Se lo spunto del film
è poco più che un pretesto per ritornare al punto di partenza, con la
corrispondenza tra la diversità proposta dai costumi del paese straniero
a funzionare come stimolo per riscrivere le regole della propria
esistenza, "Rompicapo a New York" rappresenta l'ultimo atto di una
trasformazione, che ha visto Klapisch riciclare i temi portanti della
sua poetica all'interno di una confezione da cinema d'esportazione,
pronta a sacrificare il minimalismo narrativo e il gusto naïf dei primi
film (Ognuno cerca il suo gatto) a favore di una correttezza politica e
di un'empatia di facile presa.
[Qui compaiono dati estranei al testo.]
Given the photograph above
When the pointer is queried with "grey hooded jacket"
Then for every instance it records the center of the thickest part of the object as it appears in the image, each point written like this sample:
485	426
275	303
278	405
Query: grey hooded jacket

Così è infatti l'affinità e la
condivisione che si respira nel corso del film, con questioni importanti
come quella della fecondazione assistita, introdotta dalla decisione
del protagonista di donare all'amica lesbica il seme che le consentirà
di avere un figlio, soffocati dal lusso patinato e modaiolo degli
interni radical chic e finto bohémien, così come dagli status symbol di
una promozione sociale a cui nessuno, nonostante tutto, vuole
rinunciare. Normalizzato da un paesaggio che sembra uscito dal catalogo
di un'agenzia di viaggi e da una sceneggiatura che non riesce ad andare
da nessuna parte, il vitalismo dei personaggi rimane imbrigliato
nell'opportunismo della messinscena, lasciando la sensazione di un
prodotto che ha da tempo oltrepassato la data di scadenza.